His features were too coarse and dark to be handsome, his thick eyebrows set low and darkly over wide, long lashed slanted eyes. His nose was rather large and flat, and his lips were thick. He was definitely a mix of black and Spanish. She wondered what mixture of races had created him. As she stared, he suddenly focused and caught her staring. Startled, she quickly turned again in her seat and tried to pretend she hadn’t been caught.

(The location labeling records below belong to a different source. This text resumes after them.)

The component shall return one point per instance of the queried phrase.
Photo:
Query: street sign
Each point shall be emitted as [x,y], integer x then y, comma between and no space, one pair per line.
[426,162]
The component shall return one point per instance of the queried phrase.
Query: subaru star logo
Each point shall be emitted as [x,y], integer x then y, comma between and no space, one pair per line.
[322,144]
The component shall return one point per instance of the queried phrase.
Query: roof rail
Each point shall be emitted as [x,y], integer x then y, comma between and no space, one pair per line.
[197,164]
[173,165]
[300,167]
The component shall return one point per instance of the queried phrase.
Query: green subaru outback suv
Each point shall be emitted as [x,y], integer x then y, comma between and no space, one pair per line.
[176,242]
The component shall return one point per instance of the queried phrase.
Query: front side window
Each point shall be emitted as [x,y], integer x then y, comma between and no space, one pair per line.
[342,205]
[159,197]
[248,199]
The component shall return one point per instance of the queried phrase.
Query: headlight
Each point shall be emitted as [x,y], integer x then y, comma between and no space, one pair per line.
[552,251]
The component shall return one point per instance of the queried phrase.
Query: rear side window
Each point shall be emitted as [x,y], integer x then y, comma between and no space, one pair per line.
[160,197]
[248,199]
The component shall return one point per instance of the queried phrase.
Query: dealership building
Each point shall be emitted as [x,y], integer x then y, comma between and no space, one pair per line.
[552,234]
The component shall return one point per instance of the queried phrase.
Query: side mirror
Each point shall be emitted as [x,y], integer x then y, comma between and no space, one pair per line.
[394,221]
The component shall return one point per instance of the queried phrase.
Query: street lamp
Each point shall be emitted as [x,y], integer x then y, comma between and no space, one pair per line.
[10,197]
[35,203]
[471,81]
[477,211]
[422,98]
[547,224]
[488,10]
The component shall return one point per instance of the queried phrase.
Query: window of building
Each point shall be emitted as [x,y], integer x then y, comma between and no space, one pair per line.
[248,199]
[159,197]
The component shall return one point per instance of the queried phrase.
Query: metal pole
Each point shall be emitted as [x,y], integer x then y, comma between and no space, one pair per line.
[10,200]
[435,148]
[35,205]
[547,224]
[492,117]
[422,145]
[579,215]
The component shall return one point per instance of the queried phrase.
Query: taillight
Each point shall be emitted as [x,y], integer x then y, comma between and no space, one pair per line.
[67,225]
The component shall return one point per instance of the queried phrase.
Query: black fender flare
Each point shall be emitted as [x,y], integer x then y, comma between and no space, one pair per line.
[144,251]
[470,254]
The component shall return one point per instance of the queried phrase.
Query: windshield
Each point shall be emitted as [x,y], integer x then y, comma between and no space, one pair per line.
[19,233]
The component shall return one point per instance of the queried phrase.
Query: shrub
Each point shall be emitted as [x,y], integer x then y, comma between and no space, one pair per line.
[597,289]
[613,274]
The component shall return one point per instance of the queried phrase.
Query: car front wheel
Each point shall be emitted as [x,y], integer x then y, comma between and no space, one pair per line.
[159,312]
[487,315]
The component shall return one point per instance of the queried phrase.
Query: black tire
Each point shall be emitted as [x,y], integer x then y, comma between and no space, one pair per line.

Mortified, she started wondering just what she was up to, riding in a bus full of strangers and heading nowhere in particular. As she descended into questioning her rash decisions, the bus stopped. At the door, a young man stepped inside and joined the throng of people who seemed all to be heading either to the capital or the twin towns. Karina looked over the new addition to the bus, and she wondered if he was nervous. His hands were shaking, and as she glanced up at his eyes, she felt a bit of fear as she met his vacant stare. His pupils were wide, and a fine sheen of sweat covered his face. The sun was out and it was hot, but somehow, he seemed cold. Even his finely trimmed moustache quivered. He drew nearer, and stopped just on the side of the seat she was in. He turned and faced the front of the bus, and Karina breathed a sigh of relief. The tight vise around her chest loosened a little, and it was only then that she realized that she had been seized by the same fear that had sent her fleeing from the hospital.
She turned to sit properly and face the front of the bus again when her eyes were drawn to the bulge in the young man’s side pocket. Her heart plummeted.